My sweet tooth can hardly stand it either! Why are your layers always so perfect?
I love the idea of this so much. The sweet chili sauce is the crowning touch too. Have you made it with organic oats before? I really want to use them by default but they often act funny for me when I’m cooking — especially in cookies. And I appreciate the Eggland’s Best, nice choice. We need to try this recipe next time the kids come over for breakfast. Thanks!
Wonderful!!!
I love the idea of this so much. The sweet chili sauce is the crowning touch too. Have you made it with organic oats before? I really want to use them by default but they often act funny for me when I’m cooking — especially in cookies. And I appreciate the Eggland’s Best, nice choice. We need to try this recipe next time the kids come over for breakfast. Thanks!
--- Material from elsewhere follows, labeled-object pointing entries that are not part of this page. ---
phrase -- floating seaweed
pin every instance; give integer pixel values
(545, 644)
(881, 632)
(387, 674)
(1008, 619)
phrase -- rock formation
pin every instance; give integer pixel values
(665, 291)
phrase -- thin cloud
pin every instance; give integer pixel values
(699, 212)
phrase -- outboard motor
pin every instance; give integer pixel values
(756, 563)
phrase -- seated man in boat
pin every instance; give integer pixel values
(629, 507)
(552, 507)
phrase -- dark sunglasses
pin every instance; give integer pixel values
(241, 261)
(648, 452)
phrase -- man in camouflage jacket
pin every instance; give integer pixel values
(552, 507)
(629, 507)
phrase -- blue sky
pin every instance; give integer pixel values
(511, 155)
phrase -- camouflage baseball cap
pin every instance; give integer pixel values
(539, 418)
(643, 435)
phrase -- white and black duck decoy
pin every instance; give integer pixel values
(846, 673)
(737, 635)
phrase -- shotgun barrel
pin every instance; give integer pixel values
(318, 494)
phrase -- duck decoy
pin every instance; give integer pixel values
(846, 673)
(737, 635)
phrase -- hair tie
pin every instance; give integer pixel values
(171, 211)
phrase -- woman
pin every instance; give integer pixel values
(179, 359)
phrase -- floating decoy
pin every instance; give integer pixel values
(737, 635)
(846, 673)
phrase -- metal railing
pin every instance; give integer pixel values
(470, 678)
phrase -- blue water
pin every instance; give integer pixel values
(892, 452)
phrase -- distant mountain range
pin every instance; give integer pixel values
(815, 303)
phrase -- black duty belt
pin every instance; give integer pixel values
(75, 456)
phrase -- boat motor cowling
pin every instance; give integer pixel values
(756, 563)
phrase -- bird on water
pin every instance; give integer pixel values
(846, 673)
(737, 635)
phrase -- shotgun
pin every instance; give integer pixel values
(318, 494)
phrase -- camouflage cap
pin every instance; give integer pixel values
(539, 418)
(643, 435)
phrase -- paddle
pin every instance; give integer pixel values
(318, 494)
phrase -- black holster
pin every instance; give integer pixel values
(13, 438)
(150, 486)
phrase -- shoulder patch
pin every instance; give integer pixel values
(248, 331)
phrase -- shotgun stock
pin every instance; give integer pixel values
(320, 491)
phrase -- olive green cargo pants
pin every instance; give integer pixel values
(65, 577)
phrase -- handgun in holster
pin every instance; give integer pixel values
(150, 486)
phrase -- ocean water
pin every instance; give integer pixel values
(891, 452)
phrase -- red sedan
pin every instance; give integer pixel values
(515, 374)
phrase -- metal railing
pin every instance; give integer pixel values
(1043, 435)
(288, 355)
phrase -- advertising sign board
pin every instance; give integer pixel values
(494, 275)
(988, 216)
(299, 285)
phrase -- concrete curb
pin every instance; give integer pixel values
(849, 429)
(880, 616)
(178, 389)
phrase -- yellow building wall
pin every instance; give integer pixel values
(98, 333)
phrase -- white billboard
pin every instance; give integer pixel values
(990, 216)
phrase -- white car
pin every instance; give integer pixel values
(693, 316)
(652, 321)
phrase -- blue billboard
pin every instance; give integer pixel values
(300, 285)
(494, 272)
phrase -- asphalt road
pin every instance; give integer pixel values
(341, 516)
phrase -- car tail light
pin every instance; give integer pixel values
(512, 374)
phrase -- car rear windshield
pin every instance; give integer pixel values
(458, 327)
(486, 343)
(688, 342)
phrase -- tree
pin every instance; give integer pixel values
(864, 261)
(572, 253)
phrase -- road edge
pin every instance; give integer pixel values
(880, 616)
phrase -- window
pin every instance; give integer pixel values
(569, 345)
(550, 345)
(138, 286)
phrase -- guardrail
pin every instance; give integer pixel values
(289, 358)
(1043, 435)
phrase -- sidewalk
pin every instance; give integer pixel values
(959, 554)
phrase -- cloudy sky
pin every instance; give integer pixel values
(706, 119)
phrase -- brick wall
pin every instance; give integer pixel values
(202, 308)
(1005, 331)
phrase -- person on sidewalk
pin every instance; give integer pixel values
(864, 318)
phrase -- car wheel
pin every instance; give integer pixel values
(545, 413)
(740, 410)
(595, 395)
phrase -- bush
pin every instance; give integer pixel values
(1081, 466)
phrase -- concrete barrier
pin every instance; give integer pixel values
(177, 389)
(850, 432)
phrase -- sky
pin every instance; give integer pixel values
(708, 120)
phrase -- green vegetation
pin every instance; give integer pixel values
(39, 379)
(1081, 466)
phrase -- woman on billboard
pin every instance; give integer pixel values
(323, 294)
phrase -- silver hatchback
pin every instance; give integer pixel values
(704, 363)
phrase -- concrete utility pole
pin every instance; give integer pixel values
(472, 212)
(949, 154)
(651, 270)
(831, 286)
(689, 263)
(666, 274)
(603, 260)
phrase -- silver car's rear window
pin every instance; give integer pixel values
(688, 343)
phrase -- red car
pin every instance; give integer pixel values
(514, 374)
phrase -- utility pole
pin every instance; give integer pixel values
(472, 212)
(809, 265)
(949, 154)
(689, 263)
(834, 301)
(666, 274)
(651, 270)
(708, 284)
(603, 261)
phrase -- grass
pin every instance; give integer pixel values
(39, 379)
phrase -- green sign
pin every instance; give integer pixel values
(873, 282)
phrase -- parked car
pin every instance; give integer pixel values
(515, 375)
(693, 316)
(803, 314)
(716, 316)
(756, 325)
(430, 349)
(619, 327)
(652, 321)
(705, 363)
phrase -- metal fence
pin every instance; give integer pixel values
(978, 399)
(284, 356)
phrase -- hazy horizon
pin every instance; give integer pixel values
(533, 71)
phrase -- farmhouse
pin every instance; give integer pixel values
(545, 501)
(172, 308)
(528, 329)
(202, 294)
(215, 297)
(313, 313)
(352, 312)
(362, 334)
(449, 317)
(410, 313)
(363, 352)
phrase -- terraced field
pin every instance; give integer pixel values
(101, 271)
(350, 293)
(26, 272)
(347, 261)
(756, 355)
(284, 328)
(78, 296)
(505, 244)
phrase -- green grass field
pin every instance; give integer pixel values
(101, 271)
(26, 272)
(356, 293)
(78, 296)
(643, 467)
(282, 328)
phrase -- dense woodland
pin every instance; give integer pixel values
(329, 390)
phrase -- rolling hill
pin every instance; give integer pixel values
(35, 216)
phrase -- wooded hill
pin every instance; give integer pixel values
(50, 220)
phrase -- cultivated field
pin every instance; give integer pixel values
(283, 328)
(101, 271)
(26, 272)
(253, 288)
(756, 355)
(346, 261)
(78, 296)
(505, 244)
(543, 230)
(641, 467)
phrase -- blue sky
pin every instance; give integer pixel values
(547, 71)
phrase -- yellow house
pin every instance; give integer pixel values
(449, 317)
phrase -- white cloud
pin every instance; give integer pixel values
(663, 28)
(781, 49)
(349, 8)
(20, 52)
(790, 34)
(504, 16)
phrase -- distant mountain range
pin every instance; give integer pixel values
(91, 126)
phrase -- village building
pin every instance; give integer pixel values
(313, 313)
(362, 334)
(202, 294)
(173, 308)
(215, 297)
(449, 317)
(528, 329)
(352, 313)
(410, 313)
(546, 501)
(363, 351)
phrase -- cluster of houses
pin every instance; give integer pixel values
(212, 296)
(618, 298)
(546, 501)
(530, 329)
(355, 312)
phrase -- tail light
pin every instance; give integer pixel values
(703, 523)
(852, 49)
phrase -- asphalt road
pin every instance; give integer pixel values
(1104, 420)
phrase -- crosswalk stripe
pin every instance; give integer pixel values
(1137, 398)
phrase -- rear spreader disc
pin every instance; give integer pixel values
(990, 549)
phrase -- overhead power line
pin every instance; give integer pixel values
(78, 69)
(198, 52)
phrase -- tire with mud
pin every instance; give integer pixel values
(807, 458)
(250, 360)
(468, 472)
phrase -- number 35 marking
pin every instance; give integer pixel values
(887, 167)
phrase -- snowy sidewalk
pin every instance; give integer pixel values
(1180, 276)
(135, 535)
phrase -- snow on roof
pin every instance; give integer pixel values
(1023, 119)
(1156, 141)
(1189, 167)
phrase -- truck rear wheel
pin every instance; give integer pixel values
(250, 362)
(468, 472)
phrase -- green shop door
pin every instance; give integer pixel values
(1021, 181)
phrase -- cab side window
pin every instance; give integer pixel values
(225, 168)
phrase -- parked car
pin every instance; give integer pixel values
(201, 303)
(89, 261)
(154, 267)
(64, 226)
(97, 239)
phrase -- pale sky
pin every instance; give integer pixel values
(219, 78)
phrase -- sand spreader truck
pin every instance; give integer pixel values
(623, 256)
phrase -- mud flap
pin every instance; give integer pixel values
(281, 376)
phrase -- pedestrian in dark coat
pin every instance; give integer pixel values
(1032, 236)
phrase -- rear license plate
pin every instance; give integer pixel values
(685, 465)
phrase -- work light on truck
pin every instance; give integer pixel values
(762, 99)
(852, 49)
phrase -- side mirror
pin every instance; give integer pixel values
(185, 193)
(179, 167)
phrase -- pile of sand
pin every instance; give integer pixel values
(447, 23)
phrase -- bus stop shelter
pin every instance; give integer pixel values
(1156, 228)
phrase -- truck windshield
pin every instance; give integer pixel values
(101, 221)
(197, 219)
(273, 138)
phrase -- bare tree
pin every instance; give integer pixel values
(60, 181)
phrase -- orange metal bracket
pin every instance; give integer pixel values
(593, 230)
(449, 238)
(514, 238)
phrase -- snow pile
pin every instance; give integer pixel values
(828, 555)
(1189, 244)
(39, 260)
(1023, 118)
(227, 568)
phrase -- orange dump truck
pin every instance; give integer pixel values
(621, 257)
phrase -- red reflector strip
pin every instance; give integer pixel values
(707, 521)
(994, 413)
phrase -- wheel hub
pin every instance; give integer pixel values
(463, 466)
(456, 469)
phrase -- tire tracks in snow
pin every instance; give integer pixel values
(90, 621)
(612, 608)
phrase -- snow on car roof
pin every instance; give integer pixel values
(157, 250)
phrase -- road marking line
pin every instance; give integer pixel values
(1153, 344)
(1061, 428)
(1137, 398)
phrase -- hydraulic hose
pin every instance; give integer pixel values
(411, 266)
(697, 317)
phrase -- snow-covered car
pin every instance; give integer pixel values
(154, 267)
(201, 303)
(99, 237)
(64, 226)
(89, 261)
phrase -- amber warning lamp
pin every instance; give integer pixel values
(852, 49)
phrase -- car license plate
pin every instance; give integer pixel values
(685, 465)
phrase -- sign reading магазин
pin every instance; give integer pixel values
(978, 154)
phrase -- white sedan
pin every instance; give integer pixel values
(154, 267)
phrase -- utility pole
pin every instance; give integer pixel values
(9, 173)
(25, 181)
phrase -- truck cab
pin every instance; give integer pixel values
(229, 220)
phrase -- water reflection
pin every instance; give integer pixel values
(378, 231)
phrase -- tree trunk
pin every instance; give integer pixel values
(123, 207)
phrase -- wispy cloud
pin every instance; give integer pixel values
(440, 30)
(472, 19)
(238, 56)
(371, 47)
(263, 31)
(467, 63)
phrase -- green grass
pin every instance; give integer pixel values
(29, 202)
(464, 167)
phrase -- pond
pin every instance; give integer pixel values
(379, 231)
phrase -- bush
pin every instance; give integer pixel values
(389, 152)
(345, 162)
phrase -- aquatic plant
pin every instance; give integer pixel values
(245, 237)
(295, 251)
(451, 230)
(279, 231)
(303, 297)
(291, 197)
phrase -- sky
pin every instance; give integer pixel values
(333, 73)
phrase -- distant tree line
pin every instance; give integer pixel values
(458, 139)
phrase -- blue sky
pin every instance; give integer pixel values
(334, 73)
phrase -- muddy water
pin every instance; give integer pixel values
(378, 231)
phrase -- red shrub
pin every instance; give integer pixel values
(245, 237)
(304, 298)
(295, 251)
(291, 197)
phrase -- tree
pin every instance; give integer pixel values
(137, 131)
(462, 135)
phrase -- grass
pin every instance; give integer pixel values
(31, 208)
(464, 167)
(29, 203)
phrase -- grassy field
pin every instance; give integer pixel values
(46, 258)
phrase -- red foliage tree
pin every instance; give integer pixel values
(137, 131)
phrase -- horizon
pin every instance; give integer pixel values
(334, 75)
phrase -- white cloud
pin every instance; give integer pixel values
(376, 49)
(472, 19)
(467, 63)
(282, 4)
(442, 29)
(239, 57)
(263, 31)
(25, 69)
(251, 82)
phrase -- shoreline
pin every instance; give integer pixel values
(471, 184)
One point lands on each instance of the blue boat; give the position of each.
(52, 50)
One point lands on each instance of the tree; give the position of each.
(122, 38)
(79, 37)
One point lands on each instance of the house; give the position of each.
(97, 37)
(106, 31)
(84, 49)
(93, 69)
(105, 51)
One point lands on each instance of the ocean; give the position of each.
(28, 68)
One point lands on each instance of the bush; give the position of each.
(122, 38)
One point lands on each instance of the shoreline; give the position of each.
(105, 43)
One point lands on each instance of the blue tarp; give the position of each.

I’m digging the idea of a savory pancake! Lil Shashi is onto something here. Now don’t get me wrong. I love a good stack of pancakes smothered in maple syrup…but the savory version is catching my attention right now. And speaking of catching my attention, these pancakes look amazing! Nice and fluffy. Just the way I like ’em! Now if only that drone of mine could work at light speed because I could really go for a stack of these right about now. Oh, and I love Eggland’s Best eggs, too! Well done, my friend, well done!
Filling, healthy and delicious and I love the egg atop!